One caution is that I don't believe this will work if you happen to have an OTA antenna diplexed onto the same line as your SAT-IN signal. The installer tried this on my setup and the picture on TV-2 was HORRID. I had an easy workaround though since my house was pre-wired for cable with Dual RG-6 at both TV-locations. We put the TV-2 output on the second (unused) coax at the 622 and then jumpered that to the line going up to my bedroom (where TV2 is located) down in the basement where the lines would normally be split if it were CATV.


----------



## datbeme (May 17, 2006)

harsh said:


> Welcome!Dish policy requires that a "professional installer" do the hook-up on leased receivers. Whether you can work with your existing dishes depends on where they are pointed. If you don't already have a dish looking at 129 degrees West, then they will replace one of the Dish500 antennas with a Dish1000 to add that slot. A subscriber with internationals and certain locals may need to see five or more slots.
> 
> If you "Dish'n it Up" to the ViP211, the necessary hardware and installation are included. If you buy a 411 or ViP211, all of the hardware and installation will need to be negotiated.

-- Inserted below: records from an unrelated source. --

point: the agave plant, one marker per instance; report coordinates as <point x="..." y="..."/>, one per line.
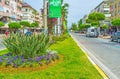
<point x="29" y="46"/>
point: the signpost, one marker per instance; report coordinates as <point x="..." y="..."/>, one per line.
<point x="55" y="8"/>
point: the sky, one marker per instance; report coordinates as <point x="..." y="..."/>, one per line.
<point x="77" y="8"/>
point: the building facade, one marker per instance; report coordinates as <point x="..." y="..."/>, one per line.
<point x="115" y="8"/>
<point x="10" y="10"/>
<point x="104" y="7"/>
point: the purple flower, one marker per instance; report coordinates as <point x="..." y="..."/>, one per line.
<point x="30" y="59"/>
<point x="22" y="59"/>
<point x="1" y="60"/>
<point x="40" y="63"/>
<point x="14" y="65"/>
<point x="39" y="58"/>
<point x="15" y="57"/>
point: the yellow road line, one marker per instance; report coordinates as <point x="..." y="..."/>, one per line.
<point x="95" y="65"/>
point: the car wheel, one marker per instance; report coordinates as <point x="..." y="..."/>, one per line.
<point x="118" y="40"/>
<point x="111" y="39"/>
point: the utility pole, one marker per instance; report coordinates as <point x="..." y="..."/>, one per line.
<point x="45" y="16"/>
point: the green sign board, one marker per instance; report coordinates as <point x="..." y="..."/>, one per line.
<point x="55" y="8"/>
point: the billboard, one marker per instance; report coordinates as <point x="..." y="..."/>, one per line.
<point x="55" y="8"/>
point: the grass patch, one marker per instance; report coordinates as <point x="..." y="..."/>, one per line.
<point x="75" y="65"/>
<point x="4" y="51"/>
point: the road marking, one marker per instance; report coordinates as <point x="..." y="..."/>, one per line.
<point x="94" y="64"/>
<point x="3" y="49"/>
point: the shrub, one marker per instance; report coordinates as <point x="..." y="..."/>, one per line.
<point x="1" y="24"/>
<point x="27" y="50"/>
<point x="14" y="25"/>
<point x="28" y="46"/>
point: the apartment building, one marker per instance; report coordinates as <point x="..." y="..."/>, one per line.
<point x="10" y="10"/>
<point x="104" y="7"/>
<point x="28" y="13"/>
<point x="115" y="8"/>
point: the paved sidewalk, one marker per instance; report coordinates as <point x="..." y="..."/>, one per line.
<point x="105" y="37"/>
<point x="2" y="35"/>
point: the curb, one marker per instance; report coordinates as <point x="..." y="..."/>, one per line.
<point x="102" y="73"/>
<point x="3" y="49"/>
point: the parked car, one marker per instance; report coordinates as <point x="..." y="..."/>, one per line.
<point x="116" y="36"/>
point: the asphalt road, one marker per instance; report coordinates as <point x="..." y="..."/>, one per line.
<point x="105" y="53"/>
<point x="1" y="44"/>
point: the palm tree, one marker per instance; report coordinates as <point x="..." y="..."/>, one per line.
<point x="64" y="17"/>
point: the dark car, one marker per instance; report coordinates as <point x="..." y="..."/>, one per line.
<point x="116" y="37"/>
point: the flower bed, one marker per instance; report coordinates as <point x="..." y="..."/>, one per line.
<point x="27" y="50"/>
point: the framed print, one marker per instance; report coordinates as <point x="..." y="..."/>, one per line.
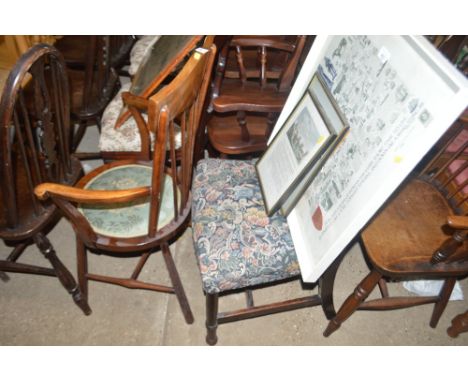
<point x="296" y="148"/>
<point x="399" y="96"/>
<point x="335" y="121"/>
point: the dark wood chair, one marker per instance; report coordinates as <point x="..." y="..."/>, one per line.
<point x="419" y="234"/>
<point x="133" y="208"/>
<point x="124" y="133"/>
<point x="240" y="249"/>
<point x="34" y="131"/>
<point x="92" y="70"/>
<point x="253" y="77"/>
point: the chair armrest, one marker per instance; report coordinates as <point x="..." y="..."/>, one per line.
<point x="458" y="222"/>
<point x="79" y="195"/>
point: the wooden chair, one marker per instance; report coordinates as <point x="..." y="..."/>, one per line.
<point x="239" y="248"/>
<point x="34" y="131"/>
<point x="459" y="325"/>
<point x="248" y="97"/>
<point x="419" y="234"/>
<point x="124" y="133"/>
<point x="93" y="82"/>
<point x="133" y="208"/>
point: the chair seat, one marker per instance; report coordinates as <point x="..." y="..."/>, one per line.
<point x="410" y="247"/>
<point x="129" y="219"/>
<point x="127" y="137"/>
<point x="249" y="97"/>
<point x="237" y="245"/>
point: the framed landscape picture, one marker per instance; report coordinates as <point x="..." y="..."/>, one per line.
<point x="298" y="150"/>
<point x="399" y="95"/>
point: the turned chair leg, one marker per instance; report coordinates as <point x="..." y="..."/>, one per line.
<point x="444" y="297"/>
<point x="242" y="121"/>
<point x="82" y="267"/>
<point x="78" y="135"/>
<point x="459" y="325"/>
<point x="211" y="318"/>
<point x="352" y="303"/>
<point x="177" y="284"/>
<point x="63" y="273"/>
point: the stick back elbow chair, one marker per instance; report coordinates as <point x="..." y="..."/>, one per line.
<point x="419" y="234"/>
<point x="138" y="207"/>
<point x="34" y="133"/>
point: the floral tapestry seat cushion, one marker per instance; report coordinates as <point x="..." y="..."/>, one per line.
<point x="126" y="138"/>
<point x="237" y="245"/>
<point x="129" y="219"/>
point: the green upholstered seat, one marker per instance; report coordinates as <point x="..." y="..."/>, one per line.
<point x="128" y="219"/>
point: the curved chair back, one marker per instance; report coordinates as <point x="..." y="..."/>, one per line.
<point x="34" y="148"/>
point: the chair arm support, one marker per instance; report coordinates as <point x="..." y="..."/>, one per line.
<point x="458" y="222"/>
<point x="79" y="195"/>
<point x="135" y="100"/>
<point x="130" y="99"/>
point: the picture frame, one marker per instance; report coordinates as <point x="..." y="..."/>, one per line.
<point x="395" y="118"/>
<point x="314" y="126"/>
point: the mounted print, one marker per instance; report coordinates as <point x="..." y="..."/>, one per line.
<point x="289" y="163"/>
<point x="399" y="95"/>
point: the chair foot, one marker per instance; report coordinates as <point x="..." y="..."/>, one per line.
<point x="332" y="327"/>
<point x="444" y="297"/>
<point x="211" y="318"/>
<point x="81" y="301"/>
<point x="177" y="284"/>
<point x="211" y="337"/>
<point x="353" y="301"/>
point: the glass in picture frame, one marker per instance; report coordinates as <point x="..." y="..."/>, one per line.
<point x="284" y="168"/>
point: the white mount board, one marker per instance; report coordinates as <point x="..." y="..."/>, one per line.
<point x="399" y="95"/>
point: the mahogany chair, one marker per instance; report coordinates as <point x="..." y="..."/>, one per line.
<point x="419" y="234"/>
<point x="249" y="95"/>
<point x="240" y="249"/>
<point x="124" y="133"/>
<point x="93" y="80"/>
<point x="34" y="131"/>
<point x="133" y="208"/>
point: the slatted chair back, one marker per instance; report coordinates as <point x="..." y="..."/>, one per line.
<point x="253" y="78"/>
<point x="35" y="132"/>
<point x="100" y="77"/>
<point x="181" y="103"/>
<point x="448" y="170"/>
<point x="421" y="233"/>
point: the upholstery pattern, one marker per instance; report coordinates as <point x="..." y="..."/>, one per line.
<point x="126" y="219"/>
<point x="127" y="136"/>
<point x="236" y="243"/>
<point x="138" y="52"/>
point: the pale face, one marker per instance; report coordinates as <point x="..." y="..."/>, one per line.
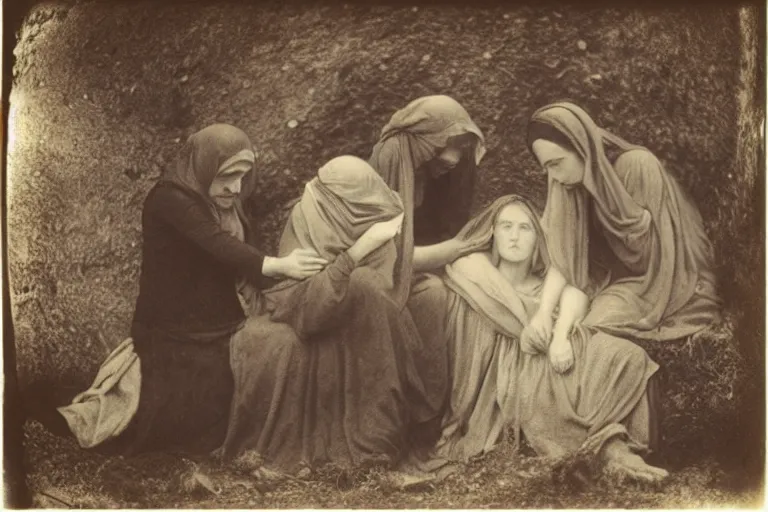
<point x="227" y="184"/>
<point x="561" y="164"/>
<point x="514" y="234"/>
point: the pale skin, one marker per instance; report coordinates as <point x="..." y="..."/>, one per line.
<point x="515" y="239"/>
<point x="567" y="167"/>
<point x="300" y="264"/>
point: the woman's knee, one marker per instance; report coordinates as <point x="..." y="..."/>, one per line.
<point x="367" y="283"/>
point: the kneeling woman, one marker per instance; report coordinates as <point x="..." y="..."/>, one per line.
<point x="601" y="405"/>
<point x="169" y="386"/>
<point x="326" y="373"/>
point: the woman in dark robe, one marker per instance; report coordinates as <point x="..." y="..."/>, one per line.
<point x="428" y="153"/>
<point x="622" y="231"/>
<point x="600" y="407"/>
<point x="170" y="385"/>
<point x="326" y="373"/>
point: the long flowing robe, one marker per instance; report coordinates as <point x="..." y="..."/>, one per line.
<point x="327" y="374"/>
<point x="435" y="210"/>
<point x="496" y="384"/>
<point x="629" y="236"/>
<point x="169" y="385"/>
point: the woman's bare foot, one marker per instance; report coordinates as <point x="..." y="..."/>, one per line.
<point x="620" y="461"/>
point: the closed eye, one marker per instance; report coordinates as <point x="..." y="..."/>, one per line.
<point x="553" y="162"/>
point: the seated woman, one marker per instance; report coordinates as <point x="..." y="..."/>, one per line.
<point x="169" y="386"/>
<point x="600" y="406"/>
<point x="326" y="373"/>
<point x="428" y="153"/>
<point x="621" y="230"/>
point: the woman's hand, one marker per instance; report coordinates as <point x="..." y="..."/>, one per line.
<point x="376" y="236"/>
<point x="536" y="335"/>
<point x="300" y="264"/>
<point x="561" y="353"/>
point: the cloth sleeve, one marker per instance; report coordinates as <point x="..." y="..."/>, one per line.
<point x="314" y="304"/>
<point x="192" y="219"/>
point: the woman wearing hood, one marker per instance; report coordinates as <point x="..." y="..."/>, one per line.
<point x="169" y="386"/>
<point x="428" y="153"/>
<point x="327" y="373"/>
<point x="600" y="407"/>
<point x="621" y="230"/>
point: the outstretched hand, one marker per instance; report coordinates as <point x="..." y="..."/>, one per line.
<point x="300" y="264"/>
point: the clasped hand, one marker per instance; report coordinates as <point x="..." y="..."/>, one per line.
<point x="537" y="338"/>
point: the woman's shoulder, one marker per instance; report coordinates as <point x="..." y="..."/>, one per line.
<point x="165" y="195"/>
<point x="636" y="157"/>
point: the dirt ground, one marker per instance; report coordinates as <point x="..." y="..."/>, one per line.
<point x="104" y="94"/>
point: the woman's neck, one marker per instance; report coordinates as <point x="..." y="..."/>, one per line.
<point x="516" y="273"/>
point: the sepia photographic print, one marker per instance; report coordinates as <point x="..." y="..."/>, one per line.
<point x="383" y="255"/>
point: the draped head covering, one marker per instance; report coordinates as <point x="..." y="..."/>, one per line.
<point x="476" y="276"/>
<point x="345" y="199"/>
<point x="415" y="135"/>
<point x="207" y="153"/>
<point x="649" y="225"/>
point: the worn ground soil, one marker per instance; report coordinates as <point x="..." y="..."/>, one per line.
<point x="104" y="93"/>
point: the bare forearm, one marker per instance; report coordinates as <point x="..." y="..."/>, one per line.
<point x="554" y="283"/>
<point x="573" y="307"/>
<point x="432" y="257"/>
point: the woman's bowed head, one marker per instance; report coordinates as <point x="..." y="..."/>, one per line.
<point x="620" y="229"/>
<point x="221" y="160"/>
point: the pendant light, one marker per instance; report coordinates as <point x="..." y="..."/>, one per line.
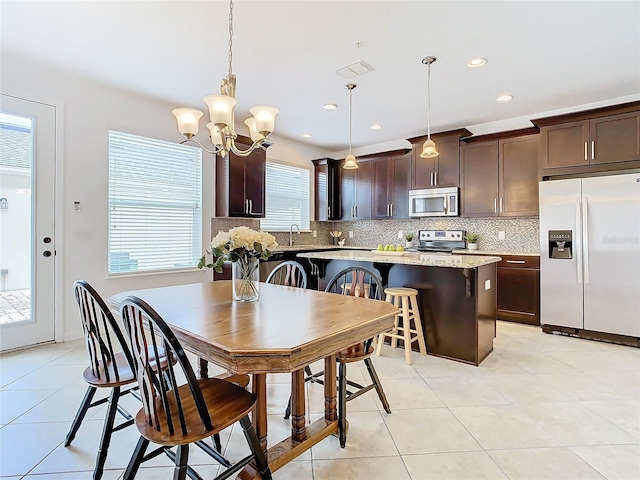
<point x="350" y="161"/>
<point x="429" y="147"/>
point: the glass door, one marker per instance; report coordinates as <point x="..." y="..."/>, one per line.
<point x="27" y="207"/>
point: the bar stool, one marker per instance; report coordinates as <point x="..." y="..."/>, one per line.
<point x="406" y="299"/>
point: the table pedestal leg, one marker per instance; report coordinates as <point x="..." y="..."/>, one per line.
<point x="330" y="412"/>
<point x="259" y="417"/>
<point x="298" y="417"/>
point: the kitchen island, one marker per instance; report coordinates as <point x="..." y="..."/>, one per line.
<point x="456" y="294"/>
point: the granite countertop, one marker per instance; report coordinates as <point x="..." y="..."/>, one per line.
<point x="409" y="258"/>
<point x="495" y="252"/>
<point x="307" y="248"/>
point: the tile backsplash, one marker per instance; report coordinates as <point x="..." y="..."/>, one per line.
<point x="521" y="234"/>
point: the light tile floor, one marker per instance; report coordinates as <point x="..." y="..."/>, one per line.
<point x="539" y="407"/>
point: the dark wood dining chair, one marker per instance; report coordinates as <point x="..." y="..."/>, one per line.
<point x="292" y="274"/>
<point x="360" y="282"/>
<point x="111" y="366"/>
<point x="177" y="416"/>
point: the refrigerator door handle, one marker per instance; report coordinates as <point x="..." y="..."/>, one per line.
<point x="585" y="238"/>
<point x="577" y="243"/>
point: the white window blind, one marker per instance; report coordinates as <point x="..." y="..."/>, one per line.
<point x="287" y="197"/>
<point x="155" y="204"/>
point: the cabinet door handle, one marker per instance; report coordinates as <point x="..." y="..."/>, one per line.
<point x="585" y="151"/>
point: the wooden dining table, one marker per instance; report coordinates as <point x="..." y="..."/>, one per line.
<point x="287" y="329"/>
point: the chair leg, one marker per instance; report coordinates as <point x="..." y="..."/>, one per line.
<point x="182" y="458"/>
<point x="377" y="384"/>
<point x="82" y="411"/>
<point x="256" y="449"/>
<point x="107" y="430"/>
<point x="216" y="442"/>
<point x="136" y="459"/>
<point x="342" y="404"/>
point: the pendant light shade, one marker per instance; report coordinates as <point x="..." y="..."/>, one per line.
<point x="429" y="147"/>
<point x="350" y="162"/>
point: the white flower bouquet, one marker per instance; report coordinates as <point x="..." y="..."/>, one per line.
<point x="238" y="244"/>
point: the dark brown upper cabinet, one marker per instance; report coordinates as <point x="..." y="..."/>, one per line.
<point x="327" y="186"/>
<point x="240" y="183"/>
<point x="499" y="176"/>
<point x="440" y="171"/>
<point x="390" y="184"/>
<point x="590" y="141"/>
<point x="355" y="191"/>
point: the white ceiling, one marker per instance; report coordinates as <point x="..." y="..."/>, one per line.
<point x="548" y="55"/>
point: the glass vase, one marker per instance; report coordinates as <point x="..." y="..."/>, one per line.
<point x="245" y="275"/>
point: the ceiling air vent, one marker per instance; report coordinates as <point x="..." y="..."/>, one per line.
<point x="351" y="71"/>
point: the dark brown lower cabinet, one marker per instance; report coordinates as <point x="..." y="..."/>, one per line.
<point x="518" y="278"/>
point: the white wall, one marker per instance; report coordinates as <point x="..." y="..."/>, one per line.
<point x="90" y="111"/>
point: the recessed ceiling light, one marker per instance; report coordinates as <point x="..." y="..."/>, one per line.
<point x="477" y="62"/>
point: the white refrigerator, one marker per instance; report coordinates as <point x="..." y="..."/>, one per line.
<point x="591" y="228"/>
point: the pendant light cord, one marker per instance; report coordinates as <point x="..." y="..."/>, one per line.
<point x="350" y="98"/>
<point x="429" y="102"/>
<point x="230" y="35"/>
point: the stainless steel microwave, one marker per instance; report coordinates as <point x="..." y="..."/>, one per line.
<point x="434" y="202"/>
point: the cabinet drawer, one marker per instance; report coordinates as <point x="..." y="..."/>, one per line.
<point x="519" y="261"/>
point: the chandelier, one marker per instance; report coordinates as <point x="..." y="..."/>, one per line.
<point x="221" y="115"/>
<point x="350" y="161"/>
<point x="429" y="147"/>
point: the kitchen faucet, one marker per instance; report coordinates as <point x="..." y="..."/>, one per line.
<point x="291" y="233"/>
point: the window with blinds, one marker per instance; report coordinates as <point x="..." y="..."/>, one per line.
<point x="286" y="197"/>
<point x="155" y="204"/>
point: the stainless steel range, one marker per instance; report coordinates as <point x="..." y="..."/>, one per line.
<point x="441" y="241"/>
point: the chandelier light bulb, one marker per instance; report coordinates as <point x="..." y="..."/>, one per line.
<point x="188" y="120"/>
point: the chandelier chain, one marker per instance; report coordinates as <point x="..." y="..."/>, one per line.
<point x="230" y="35"/>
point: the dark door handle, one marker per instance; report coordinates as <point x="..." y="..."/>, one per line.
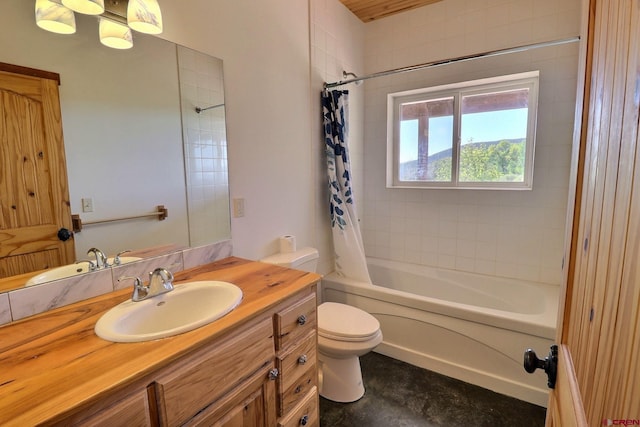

Thanks. One of my dish is pointed at 61.5, the other at 110 and 119. Will this work with the VIP211 or will I still need the dish1000?


----------



## harsh (Jun 15, 2003)

datbeme said:


> Thanks. One of my dish is pointed at 61.5, the other at 110 and 119. Will this work with the VIP211 or will I still need the dish1000?


The installer may repoint your wing dish (61.5) to 129. Phoenix HD is on 110 so depending on what market you're in they may just leave it all alone.


----------